I'm working on a project with Scala, Salat, Casbah, Mongo, Play2, BackboneJS... But it's quite a lot of new things to learn in the same time... I'm ok with Scala but I find my code crappy and I don't really know what's the solution to improve it.
Basically my usecase is:
- A MongoDB object is sent to the browser's JS code by Play2
- The JS code update the object data (through a Backbone model)
- The JS send back the the updated JSON to the server (sent by Backbone save method, and received by Play with a json bodyparser)
- The JSON received by Play should update the object in MongoDB
- Some fields should not be updatable for security reasons (object id, creationDate...)
My problem is the last part. I'm using case classes with Salat as a representation of the objects stored in MongoDB.
I don't really know how to handle the JSON i receive from the JS code.
Should I bind the JSON into the Salat case class and then ask Mongo to override the previous object data by the full new case class object? If so is there a way with Play2 or Salat to automatically create back the case class from the received JSON?
Should I handle my JSON fields individually with $set for the fields I want to update?
Should i make the elements of my case class mutable? It's what we actually do in Java with Hibernate for exemple: get the object from DB, change its state, and save it. But it doesn't seem to be the appropriate way to do with Scala...
If someone can give me some advices for my usecase it would be nice because I really don't know what to do :(
Edit: I asked a related question here: Should I represent database data with immutable or mutable data structures?

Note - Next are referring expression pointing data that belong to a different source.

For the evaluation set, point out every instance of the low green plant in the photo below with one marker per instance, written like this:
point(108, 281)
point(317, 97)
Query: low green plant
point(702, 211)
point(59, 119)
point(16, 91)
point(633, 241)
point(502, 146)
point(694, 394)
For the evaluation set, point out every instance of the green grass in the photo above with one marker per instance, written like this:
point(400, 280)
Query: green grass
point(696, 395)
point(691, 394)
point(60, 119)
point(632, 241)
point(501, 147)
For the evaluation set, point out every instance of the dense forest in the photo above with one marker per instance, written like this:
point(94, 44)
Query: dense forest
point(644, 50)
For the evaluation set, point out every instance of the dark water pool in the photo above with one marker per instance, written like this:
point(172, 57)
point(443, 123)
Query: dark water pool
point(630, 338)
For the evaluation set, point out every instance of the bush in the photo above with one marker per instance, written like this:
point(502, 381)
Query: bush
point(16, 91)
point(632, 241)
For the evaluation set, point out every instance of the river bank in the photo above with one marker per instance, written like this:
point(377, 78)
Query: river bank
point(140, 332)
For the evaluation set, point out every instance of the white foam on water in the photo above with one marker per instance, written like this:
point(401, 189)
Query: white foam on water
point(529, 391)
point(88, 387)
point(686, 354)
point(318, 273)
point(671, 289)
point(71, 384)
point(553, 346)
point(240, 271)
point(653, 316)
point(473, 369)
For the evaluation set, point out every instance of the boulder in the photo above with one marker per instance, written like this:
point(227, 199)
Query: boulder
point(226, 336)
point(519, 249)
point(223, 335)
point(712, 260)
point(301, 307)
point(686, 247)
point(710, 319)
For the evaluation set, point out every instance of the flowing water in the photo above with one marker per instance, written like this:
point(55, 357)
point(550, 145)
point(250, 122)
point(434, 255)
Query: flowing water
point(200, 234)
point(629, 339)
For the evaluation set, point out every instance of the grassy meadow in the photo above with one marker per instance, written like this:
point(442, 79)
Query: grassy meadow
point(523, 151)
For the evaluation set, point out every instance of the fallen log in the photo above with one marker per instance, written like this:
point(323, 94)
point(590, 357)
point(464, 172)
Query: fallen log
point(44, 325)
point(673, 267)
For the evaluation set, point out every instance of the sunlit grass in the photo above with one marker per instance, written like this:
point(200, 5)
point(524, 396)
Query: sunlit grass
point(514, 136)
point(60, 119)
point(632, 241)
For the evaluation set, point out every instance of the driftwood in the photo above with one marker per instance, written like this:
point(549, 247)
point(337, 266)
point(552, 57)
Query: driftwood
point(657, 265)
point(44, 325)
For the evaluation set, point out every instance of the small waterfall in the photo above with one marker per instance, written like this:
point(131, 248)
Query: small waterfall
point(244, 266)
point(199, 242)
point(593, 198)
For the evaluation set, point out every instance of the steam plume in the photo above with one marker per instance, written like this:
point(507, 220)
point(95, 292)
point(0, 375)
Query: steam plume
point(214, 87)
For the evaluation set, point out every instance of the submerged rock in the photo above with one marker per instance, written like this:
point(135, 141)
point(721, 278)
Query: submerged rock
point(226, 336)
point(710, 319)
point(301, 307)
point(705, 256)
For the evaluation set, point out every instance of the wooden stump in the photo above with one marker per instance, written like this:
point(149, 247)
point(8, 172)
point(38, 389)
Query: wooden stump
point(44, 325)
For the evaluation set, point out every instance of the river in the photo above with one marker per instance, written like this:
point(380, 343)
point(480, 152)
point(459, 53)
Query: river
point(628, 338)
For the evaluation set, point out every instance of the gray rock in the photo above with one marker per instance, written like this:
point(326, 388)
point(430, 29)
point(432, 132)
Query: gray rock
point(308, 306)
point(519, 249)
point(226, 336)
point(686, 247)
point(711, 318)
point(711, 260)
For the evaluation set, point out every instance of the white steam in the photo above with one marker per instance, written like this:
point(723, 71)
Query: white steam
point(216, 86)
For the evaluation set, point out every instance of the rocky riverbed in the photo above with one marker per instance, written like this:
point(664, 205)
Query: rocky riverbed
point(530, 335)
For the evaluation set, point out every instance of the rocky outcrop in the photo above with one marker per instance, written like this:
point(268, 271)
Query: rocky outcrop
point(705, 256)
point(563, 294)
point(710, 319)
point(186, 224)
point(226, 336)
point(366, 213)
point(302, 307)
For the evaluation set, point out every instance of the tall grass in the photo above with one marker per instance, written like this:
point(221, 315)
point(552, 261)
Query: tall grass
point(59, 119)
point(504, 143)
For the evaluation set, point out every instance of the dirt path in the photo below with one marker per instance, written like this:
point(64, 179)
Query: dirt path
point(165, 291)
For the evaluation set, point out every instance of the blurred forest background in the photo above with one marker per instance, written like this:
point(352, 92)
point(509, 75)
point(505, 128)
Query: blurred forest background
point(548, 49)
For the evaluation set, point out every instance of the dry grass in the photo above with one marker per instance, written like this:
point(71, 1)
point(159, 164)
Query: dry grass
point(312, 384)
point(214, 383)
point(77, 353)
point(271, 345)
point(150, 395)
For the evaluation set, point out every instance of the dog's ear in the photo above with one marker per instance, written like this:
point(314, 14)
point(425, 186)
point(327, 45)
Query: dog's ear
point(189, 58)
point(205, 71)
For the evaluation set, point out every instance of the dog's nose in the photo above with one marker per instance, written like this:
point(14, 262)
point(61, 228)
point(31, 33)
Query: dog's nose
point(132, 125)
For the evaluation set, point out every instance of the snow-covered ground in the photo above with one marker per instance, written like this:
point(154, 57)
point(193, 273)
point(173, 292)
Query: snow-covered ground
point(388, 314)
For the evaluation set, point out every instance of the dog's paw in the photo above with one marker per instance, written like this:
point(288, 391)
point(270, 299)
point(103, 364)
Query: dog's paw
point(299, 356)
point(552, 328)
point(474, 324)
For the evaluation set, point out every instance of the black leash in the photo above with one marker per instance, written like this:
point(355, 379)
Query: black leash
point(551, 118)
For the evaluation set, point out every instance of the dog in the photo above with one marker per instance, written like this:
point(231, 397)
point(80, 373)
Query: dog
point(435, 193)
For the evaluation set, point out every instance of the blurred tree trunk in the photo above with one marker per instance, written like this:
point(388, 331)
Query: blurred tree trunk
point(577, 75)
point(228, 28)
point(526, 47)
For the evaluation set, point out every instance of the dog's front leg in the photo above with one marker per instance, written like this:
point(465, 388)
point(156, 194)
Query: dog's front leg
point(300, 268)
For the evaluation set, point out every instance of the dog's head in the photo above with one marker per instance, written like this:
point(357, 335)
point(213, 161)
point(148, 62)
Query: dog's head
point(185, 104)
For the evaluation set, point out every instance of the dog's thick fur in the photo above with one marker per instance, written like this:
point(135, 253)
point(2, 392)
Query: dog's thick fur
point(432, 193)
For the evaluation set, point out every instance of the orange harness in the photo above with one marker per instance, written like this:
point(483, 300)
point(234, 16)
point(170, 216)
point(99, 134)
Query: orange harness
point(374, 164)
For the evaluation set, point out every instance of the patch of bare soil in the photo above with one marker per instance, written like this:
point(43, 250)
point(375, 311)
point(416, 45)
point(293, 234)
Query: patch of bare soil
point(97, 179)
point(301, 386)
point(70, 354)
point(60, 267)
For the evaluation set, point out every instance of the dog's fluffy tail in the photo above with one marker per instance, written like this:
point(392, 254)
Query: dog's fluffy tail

You want partial lenses for updating your JSON data structure. http://dropbox.tmorris.net/media/doc/lenses.pdf
Salat handles JSON using lift-json - see https://github.com/novus/salat/wiki/SalatWithPlay2.
Play itself uses Jerkson, which is another way to decode your model objects - see http://blog.xebia.com/2012/07/22/play-body-parsing-with-jerkson/ for an example.
Feel free to make a small sample Github project that demonstrates your issue and post to the Salat mailing list at https://groups.google.com/group/scala-salat for help.
There are really two problems in your question:
- How do I use Play Salat.
- How do I prevent updates to certain fields.
The answer to your first question lies in the Play Salat documentation. Your second question could be answered a few ways.
a. When the update is pushed to the server from Backbone, you could grab the object id and find it in the database. At that point you have both copies of the object. At that point, you can fire a business rule to make sure the sender didn't attempt to change those fields.
or
b. You could put some of your fields in another document of an embedded document. The client would have access to them for rendering purposes but your API wouldn't allow them to be pushed back to Mongo.
or
c. You could write a custom update query that ignores the fields you don't want changed.
Actually the answer is pretty simple: I didn't know there was a built-in copy method on case classes that allows to copy an immutable case class while changing some data.
I don't have nested case class structures but the Tony Morris suggestion of using Lenses seems nice too.